OpenLineage event listener#

The OpenLineage event listener plugin allows streaming of lineage information, encoded in JSON format aligned with OpenLineage specification, to an external, OpenLineage compatible API, by POSTing them to a specified URI.

Rationale#

This event listener aims to capture every query that creates or modifies Trino tables or columns and transforms it into lineage information. Lineage can be understood as the relationship or flow between data in tables and columns. OpenLineage is a widely used open-source standard for capturing lineage information from a variety of systems including Spark, Airflow, and Flink.

Trino Query attributes mapping to OpenLineage attributes#

Trino

OpenLineage

{UUID(Query Id)}

Run ID

{queryCreatedEvent.getCreateTime()} or {queryCompletedEvent.getEndTime()}

Run Event Time

Query Id

Job Facet Name

trino:// + {openlineage-event-listener.trino.uri.getHost()} + ":" + {openlineage-event-listener.trino.uri.getPort()}

Job Facet Namespace (default, can be overridden)

{schema}.{table}

Dataset Name

trino:// + {openlineage-event-listener.trino.uri.getHost()} + ":" + {openlineage-event-listener.trino.uri.getPort()}

Dataset Namespace

Available Trino Facets#

Trino Metadata#

Facet containing properties (if present):

  • query_plan - The execution plan for the query.

  • transaction_id - The transaction id used for query processing.

  • query_id - The unique identifier assigned to each query.

related to query based on which OpenLineage Run Event was generated.

Available in both Start and Complete/Fail OpenLineage events.

If you want to disable this facet, add trino_metadata to openlineage-event-listener.disabled-facets.

Trino Query Context#

Facet containing properties:

  • server_version - version of Trino server that was used to process the query

  • environment - inherited from node.environment of Node properties

  • query_type - one of query types configured via openlineage-event-listener.trino.include-query-types

related to query based on which OpenLineage Run Event was generated.

Available in both Start and Complete/Fail OpenLineage events.

Additionally, the following optional properties are available to help organize and structure the data sent in lineage events:

Trino Query Context properties#

Property

Description

user

The identifier of the user that ran the query.

original_user

The original identifier of the user that ran the query.

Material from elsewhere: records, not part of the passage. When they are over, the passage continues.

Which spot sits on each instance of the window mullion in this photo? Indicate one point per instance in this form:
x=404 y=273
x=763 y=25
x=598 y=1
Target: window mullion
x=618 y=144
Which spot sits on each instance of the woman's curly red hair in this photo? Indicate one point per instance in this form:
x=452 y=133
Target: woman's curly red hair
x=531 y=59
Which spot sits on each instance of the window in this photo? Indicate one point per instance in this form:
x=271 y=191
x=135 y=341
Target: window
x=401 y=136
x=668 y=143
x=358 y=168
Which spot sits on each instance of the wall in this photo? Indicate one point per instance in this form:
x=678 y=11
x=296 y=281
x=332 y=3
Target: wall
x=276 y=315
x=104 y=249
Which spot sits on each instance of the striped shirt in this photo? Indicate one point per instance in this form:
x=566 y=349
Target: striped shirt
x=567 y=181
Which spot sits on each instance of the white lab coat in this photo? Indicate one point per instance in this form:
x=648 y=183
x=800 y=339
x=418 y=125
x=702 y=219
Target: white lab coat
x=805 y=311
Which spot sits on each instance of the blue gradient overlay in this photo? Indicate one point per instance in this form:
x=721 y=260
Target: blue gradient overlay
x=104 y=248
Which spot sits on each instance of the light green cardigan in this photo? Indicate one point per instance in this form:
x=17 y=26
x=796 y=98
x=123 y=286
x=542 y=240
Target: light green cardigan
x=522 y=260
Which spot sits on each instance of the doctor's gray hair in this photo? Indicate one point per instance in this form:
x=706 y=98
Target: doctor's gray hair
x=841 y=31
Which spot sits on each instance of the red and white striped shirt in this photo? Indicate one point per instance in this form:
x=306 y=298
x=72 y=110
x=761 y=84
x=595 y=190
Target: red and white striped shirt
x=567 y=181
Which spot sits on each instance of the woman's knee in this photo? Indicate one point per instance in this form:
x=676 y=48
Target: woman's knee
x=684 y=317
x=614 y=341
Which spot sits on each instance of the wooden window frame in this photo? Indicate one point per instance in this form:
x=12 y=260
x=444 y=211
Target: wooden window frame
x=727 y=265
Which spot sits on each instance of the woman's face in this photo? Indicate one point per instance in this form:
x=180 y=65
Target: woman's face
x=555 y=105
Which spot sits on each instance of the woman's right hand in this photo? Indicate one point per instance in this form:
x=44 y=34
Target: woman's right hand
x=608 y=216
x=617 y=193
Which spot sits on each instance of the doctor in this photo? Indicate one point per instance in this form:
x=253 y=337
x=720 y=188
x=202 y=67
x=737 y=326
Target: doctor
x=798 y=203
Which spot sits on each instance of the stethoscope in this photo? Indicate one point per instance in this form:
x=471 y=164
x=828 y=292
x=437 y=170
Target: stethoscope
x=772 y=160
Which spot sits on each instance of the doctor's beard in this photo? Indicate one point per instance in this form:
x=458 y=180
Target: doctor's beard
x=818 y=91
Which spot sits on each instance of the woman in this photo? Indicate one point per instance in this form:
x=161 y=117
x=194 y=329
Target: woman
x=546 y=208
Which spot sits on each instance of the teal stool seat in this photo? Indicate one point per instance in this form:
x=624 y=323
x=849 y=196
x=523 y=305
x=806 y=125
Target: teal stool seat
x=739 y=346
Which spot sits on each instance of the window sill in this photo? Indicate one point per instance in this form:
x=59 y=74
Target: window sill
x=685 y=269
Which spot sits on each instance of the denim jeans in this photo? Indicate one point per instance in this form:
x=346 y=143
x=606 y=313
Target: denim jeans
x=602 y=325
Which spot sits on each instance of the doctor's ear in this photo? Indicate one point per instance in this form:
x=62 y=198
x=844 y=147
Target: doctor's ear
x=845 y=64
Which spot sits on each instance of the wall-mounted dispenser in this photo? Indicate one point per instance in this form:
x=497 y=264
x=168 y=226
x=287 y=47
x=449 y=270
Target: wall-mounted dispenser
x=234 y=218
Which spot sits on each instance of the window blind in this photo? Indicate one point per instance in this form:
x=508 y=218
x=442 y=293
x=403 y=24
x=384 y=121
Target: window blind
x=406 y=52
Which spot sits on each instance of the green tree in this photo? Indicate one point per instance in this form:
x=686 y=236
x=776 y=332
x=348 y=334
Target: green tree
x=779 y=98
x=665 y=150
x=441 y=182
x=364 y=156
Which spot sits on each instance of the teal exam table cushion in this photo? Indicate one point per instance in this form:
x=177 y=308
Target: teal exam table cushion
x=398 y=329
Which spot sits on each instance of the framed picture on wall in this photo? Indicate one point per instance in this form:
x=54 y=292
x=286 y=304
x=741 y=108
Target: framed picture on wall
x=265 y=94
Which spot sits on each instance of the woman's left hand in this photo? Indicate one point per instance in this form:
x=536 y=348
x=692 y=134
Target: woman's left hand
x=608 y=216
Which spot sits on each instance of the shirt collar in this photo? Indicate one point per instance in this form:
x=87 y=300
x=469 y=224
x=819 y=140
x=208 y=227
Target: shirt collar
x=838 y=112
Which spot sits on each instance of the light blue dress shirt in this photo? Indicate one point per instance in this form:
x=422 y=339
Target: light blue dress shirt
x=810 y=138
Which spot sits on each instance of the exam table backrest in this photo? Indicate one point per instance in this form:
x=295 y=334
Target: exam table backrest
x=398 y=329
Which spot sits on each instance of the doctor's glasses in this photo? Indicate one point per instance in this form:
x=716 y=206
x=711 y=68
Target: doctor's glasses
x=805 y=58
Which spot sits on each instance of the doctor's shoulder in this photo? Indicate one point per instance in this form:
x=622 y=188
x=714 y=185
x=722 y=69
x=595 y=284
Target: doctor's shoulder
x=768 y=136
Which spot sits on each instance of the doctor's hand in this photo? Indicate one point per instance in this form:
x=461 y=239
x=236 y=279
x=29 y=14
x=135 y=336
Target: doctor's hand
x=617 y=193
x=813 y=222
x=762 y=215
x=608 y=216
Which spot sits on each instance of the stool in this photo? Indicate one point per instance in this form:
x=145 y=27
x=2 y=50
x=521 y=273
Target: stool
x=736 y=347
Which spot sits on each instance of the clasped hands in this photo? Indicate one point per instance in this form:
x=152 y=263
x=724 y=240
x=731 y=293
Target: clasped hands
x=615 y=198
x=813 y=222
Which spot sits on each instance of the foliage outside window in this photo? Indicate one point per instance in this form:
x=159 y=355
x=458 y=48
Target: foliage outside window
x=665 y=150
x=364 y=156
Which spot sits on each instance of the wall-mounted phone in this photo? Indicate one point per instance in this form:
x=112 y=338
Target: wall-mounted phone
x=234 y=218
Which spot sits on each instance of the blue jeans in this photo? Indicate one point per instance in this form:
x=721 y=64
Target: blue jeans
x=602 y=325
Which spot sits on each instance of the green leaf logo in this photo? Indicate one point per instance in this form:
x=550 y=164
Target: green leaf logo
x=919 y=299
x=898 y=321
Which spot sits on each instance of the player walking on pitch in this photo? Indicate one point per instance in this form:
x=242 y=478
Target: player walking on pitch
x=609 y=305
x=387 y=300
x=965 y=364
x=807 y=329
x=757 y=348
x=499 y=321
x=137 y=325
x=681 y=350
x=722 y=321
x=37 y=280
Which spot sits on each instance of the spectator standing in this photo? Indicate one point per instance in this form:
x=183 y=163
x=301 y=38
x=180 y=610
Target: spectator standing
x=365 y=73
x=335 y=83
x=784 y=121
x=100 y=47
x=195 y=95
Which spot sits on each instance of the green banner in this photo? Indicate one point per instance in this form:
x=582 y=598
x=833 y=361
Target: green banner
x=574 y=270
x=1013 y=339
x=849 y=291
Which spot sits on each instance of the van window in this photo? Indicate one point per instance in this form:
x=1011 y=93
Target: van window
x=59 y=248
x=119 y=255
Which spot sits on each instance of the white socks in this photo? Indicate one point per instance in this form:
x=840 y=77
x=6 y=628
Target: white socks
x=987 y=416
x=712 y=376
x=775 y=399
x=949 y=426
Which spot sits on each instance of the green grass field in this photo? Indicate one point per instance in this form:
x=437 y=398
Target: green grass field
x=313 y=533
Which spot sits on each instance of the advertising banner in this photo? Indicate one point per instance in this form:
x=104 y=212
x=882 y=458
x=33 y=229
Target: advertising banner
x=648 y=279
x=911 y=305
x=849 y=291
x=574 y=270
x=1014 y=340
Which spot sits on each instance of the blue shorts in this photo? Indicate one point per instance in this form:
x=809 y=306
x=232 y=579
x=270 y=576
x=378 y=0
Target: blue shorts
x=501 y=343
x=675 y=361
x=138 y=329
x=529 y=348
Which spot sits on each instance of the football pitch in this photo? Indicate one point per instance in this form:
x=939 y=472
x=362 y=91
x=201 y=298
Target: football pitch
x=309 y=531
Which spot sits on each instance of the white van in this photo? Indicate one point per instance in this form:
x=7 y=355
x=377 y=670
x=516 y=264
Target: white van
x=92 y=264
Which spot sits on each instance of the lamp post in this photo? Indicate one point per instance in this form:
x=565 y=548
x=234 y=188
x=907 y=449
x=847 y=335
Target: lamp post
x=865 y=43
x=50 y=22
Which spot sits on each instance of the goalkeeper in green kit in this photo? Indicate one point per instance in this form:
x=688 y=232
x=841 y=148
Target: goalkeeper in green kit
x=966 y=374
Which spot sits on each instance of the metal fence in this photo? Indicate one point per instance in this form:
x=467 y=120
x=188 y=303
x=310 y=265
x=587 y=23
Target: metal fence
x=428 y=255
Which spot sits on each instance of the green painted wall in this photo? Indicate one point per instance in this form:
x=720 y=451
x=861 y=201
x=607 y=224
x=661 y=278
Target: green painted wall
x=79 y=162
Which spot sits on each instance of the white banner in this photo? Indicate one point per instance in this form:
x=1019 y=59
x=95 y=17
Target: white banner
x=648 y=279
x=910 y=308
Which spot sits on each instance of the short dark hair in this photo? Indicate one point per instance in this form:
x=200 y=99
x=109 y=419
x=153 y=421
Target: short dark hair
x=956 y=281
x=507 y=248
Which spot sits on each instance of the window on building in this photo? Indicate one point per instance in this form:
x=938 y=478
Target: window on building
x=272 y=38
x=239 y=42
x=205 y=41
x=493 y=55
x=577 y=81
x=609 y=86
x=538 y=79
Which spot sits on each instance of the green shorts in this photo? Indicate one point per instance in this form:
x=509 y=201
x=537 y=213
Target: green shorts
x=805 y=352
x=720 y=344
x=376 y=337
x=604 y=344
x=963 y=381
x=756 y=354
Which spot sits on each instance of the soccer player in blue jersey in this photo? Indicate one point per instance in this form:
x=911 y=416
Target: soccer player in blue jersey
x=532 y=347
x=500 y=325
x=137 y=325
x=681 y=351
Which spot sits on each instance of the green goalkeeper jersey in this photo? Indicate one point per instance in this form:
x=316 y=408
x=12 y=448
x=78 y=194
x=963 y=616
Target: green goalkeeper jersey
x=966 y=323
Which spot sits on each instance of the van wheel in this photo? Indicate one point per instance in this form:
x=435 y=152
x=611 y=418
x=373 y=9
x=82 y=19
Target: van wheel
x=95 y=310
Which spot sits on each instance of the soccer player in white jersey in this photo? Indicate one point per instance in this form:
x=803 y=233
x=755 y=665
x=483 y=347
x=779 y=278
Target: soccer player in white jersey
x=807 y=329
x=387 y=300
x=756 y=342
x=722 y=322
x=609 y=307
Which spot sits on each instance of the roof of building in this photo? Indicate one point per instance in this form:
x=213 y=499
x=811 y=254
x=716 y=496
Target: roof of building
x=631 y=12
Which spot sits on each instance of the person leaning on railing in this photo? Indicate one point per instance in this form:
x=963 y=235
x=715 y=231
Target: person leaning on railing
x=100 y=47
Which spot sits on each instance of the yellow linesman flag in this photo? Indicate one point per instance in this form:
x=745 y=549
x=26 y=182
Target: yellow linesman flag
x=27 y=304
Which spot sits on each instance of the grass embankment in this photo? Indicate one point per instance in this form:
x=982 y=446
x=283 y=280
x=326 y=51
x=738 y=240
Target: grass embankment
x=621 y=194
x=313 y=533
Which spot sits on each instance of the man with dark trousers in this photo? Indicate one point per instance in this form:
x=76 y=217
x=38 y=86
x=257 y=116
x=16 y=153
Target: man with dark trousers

It can differ from user in situations where impersonation is involved.

principal

The authenticated entity from an external security system.

source

The Name of the client used as the source that submits the query.

client_info

Additional information about the client making the query.

remote_client_address

The IP address of the remote client from which the request is received.

user_agent

The value of the User-Agent header.

trace_token

The token used for query tracing purposes.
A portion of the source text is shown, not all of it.